Optogenetic Activation of Striatal Neurons

Lecture Centre Concourse

Medium spiny neurons (MSNs) make up more than 95% of the cells in the striatum and because of this they are the main structures for specific information processing operations in the striatum. MSNs can be separated into two subpopulations based on their dopamine receptor expression and projections. Some express D1 dopamine receptors and send information to the substantia nigra and are called D1-MSNs. D1-MSNs trigger movement execution when they are activated.
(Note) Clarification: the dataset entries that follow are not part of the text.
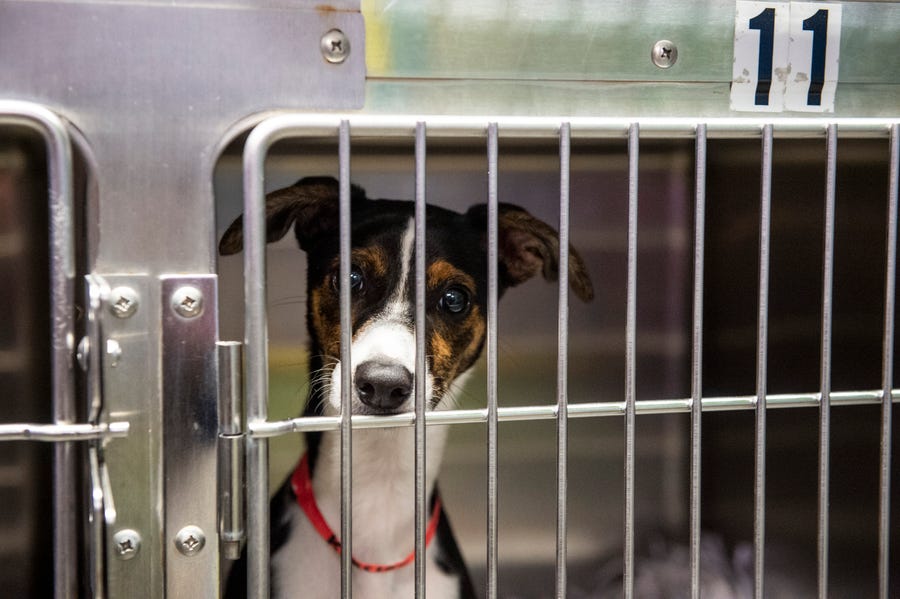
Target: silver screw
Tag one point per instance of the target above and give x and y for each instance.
(123, 302)
(335, 46)
(190, 540)
(664, 54)
(127, 543)
(188, 301)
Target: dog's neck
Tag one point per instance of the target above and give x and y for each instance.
(383, 471)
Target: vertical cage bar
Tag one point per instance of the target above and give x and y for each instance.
(62, 318)
(884, 509)
(256, 364)
(697, 356)
(493, 275)
(630, 357)
(825, 386)
(420, 510)
(346, 364)
(562, 400)
(759, 517)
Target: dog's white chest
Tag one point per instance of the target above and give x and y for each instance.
(308, 568)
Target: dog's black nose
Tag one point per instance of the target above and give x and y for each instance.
(383, 385)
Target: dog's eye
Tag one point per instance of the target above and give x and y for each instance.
(455, 300)
(357, 281)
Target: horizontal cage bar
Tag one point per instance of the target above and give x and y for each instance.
(576, 410)
(290, 125)
(62, 432)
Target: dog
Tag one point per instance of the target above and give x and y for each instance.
(305, 512)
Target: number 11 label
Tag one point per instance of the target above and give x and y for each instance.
(785, 56)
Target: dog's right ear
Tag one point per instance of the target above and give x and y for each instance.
(310, 205)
Others express D2 receptors and send information to the globus pallidus and are called D2-MSNs. D2-MSNs trigger movement termination when activated. Previously, our lab has shown that mice that lack the neuronal glutamate transporter EAAC1, a mutation that is also seen in patients with obsessive compulsive disorder (OCD), repeatedly performed stereotyped activities controlled by D1-MSNs. This hyperactivity of D1-MSNs could be caused by decreased GABAergic inhibition onto these cells. We have also seen in electrophysiology recordings that D1-MSNs receive weaker GABAergic inputs in the absence of EAAC1. We know that D1-MSNs and D2-MSNs receive GABAergic inputs from other MSNs and other local GABAergic interneurons, but we do not know which types of GABAergic inputs are responsible for the D1-MSNs receiving weaker inputs. Here we optimize an experimental strategy to stimulate these inputs separately using light activation of channelrhodopsin 2 (ChR2), a light-gated ion channel that can be used in neuroscience for light-induced activation of specific cells. Currently, our data show that we can successfully transfect our cells and stimulate D1- and D2-MSNs using ChR2 activation. We have also seen that as we increase the light intensity on ChR2, the responses exhibited by the MSNs increase as well. Ultimately, our findings will provide more insight on striatal hyperactivity in OCD.